Page 413 - kayseride_ticaret_ve_sanayi
P. 413
Kayseri’de Ticaret ve Sanayi
Gelecek…
Tarih tekerrür etmesin diye, Suraiya Faroqhi’nin, “Orta Halli Osmanlılar” (İş Bankası,
2009) isimli eserinden kısa bir alıntı yapacağım: “(…)Selçuklu döneminde sarayın sık sık
taşındığı Kayseri Anadolu’nun en canlı merkezlerinden biri haline gelmiştir. 14. yüzyıl
gezgini İbni Battuta şehirden geçerken, canlılığından çok etkilenmişti. (…) Osmanlı’nın
fethinden sonra iç ticaret pax ottomanica sayesinde gelişti. Ancak, Tokat veya Ankara
ile karşılaştırıldığında, Kayseri bölgelerarası ticaret açısından ikincil önemde bir mer-
kezdi.” Neden?
Nedeni bize günümüzde de bir şeyleri anımsatıyor. Bunu bilmezsek, Kayseri’nin
geleceği ile ilgili kestirimlerde bulunamayız. Bakınız, nedeni neymiş? “Anadolu’nun
ana kervan yollarından ikisi de Kayseri’den geçmiyordu. Sadece ikincil, ‘besleyici’ bir
yol, şehri ‘kuzey kervan yolu’ üzerinde bulunan Sivas’a, İstanbul’u Erzurum ve İran sınırı
ötesindeki topraklarla birleştiren ana yola bağlıyordu.” Bu güzergaha bugün biz kısaca;
Ankara-Yozgat-Sivas-Erzincan-Erzurum güzergahı diyebiliriz. Ya da bu yönde yapımı
süren “hızlı tren” güzergahı.
Peki, ikinci “kervan yolu” neresi? Bu da şu: “Bir yolcunun İstanbul’dan Halep, Şam
ve son olarak Mekke ve Medine’ye uzanan ‘diyagonal yol’a ulaşılabilmesi için, güneye
doğru yol alıp Niğde ve Bor’dan geçerek Ereğli’ye gitmesi gerekiyordu.” Bu güzergah da
günümüzdeki, Ankara-Aksaray-Niğde-Adana-Mersin otoyolu ile; Ankara-Konya-Ada-
na-Mersin hızlı tren istikametinden başka bir şey değil.

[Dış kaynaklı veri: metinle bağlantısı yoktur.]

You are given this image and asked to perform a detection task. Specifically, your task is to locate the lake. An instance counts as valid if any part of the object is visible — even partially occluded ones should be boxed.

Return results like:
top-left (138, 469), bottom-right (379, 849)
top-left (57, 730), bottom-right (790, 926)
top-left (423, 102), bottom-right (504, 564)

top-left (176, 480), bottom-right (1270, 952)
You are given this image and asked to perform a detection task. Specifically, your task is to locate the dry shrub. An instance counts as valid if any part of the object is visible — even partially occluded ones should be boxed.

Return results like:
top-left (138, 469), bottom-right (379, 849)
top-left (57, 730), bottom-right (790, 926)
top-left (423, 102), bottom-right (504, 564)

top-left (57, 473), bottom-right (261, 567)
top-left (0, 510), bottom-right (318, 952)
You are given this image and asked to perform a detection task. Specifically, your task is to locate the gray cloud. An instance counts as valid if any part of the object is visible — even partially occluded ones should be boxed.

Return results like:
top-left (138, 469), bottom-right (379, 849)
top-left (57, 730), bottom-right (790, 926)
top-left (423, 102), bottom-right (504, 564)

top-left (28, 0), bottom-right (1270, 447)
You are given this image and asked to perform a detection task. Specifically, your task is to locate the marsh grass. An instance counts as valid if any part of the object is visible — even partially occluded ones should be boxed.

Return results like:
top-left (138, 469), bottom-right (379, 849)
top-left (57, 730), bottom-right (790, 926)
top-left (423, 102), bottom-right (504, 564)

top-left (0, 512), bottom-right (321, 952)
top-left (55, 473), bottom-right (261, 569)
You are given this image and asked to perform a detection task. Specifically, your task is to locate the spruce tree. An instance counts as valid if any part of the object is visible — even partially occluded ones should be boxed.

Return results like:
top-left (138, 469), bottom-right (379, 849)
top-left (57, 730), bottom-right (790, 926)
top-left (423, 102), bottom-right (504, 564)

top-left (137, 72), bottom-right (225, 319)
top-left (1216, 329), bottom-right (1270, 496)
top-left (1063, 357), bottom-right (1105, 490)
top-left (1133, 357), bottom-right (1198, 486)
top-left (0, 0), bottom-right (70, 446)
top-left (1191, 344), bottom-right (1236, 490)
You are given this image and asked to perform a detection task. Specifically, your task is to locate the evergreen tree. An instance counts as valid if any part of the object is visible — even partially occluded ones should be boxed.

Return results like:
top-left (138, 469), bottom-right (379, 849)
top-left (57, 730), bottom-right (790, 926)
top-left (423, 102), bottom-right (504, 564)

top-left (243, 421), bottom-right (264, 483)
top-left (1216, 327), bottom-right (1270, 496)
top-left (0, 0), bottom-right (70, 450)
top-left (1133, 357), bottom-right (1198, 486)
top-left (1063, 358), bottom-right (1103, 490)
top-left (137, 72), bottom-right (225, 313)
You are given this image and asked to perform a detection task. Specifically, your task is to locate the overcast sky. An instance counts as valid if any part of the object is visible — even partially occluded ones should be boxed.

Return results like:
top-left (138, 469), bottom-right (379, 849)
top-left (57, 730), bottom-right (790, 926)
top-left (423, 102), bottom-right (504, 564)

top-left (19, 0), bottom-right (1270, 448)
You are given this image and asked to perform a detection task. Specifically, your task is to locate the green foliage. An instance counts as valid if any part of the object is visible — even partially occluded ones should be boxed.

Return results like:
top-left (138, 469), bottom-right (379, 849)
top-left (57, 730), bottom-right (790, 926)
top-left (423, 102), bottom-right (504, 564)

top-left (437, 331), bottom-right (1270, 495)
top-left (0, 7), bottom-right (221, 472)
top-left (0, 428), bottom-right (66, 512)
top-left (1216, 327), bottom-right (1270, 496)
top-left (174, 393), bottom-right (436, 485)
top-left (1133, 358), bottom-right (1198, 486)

Bunlara bir de ben ilave yapayım: Yazılanlardan anlıyoruz ki, Selçuklu’nun “birincil”
şehri, Osmanlı’nın “ikincil” şehri konumuna girmiş. Erken Cumhuriyet döneminde;
Kayseri-Ankara; Kayseri-Sivas ve Kayseri-Niğde demiryolunun yapımı ve döneminin
en büyük tekstil tesisi Sümerbank’ın ve Tayyare Fabrikası’nın kurulması ve takip eden
özel sektör yatırımları şehrimizi tekrar “birincil” duruma getirdi. Yukarda anlatmaya
çalıştığım “hızlı tren” ve “otoyol” güzergahlarına bakınca Kayseri, “ölü nokta” ya da
“ikincil” bir il olma sürecine doğru giriyor, bir anlamda; “tarih tekerrür ediyor” gibi…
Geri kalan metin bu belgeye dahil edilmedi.